Abbarbicato tra le suggestive cime dei monti Nebrodi e Peloritani, si erge Novara di Sicilia, uno dei borghi medievali più belli d’Italia. L’aurea di mistero e fascino che circonda il piccolo paesello dell’entroterra messinese si percepisce non appena ci si addentra nei vicoli del paese. Tra viuzze intricate, case accatastate, palazzi nobiliari, chiese e fontane impreziosite da decori e blasoni. A pochi chilometri dal centro, si possono ancora ammirare i ruderi del primo monastero cistercense in Sicilia risalente al XXII secolo. Ma a destare interesse e curiosità tra i visitatori dell’antico borgo sono le storie di Nino Garofalo, memoria storica e custode del patrimonio orale novarese.

«Ua, vi cuntu un cuntu (Ora, vi racconto una storia, ndr)». Inizia così ogni racconto. Con le sue parole fa rivivere luoghi, usi e costumi della tradizione, personaggi del passato, leggende. L’anziano scava nei ricordi e comincia a raccontare delle streghe di Spartivento. «L’origine dell’albero di noce riportato sullo stemma della città si perde nella notte dei tempi – racconta -. Leggenda vuole che davanti al luogo dove si trova il Duomo oggi esisteva un grande albero di noce, chiamato il Noce di Spartivento, sopra il quale si davano convegno le streghe del paese. Per salire sull’albero, ogni strega invocava, a mezzanotte, una formula magica Ventu, forti ventu portimi supra a nuggià (noce, ndr) di Spartiventu. Ma una notte si scatenò una tempesta di vento che disperse le streghe mentre il noce secolare, abbattuto con la costruzione del Duomo, venne inciso sul blasone di Novara».
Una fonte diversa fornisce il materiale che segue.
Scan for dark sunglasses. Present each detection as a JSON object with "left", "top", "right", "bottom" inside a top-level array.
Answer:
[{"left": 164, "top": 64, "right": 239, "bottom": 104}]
Le prime testimonianze rurali risalgono al periodo sicano, quando anticamente era conosciuta con il nome di Noa. «La parola – come suggerisce lo studioso Carmine Rapisarda nel libro Novara di Sicilia tra leggende e tradizioni – è di origine sicana e il suo significato è maggese. Esso stava a rappresentare la copiosa quantità di frumento che, durante il periodo di colonizzazione greca, fu peculiare nella zona. Con i romani cambiò in Novalia Culta (campo di grano) e dagli arabi Nuhar o Nouah (giardino, orto, fiore). Nel medioevo si trasformò in Nucaria, poi in latino tardo medievale Noara fino alla definitiva trasformazione in Novara». Con l’arrivo dei Normanni venne fondato intorno al 1195 circa, nell’area adiacente il castello, il primo nucleo urbano che fu abitato da coloni lombardi al seguito di re Ruggero. La presenza di questi popoli provenienti dal Nord Italia ha lasciato in eredità ai novaresi l’idioma gallo-italico, parlato ancora oggi dalla gente del luogo. «Nel tredicesimo secolo – ricostruisce Rapisarda – fu acquistato dal signore Ruggero di Lauria e poco dopo passò in feudo alla famiglia dei Palizzi. In seguito il borgo fu dominato alla famiglia degli Alogna sino al 1392, anno in cui il re Martino prese il suo possesso. Quindi, appartenne ai nobili Gioeni fino al 1860».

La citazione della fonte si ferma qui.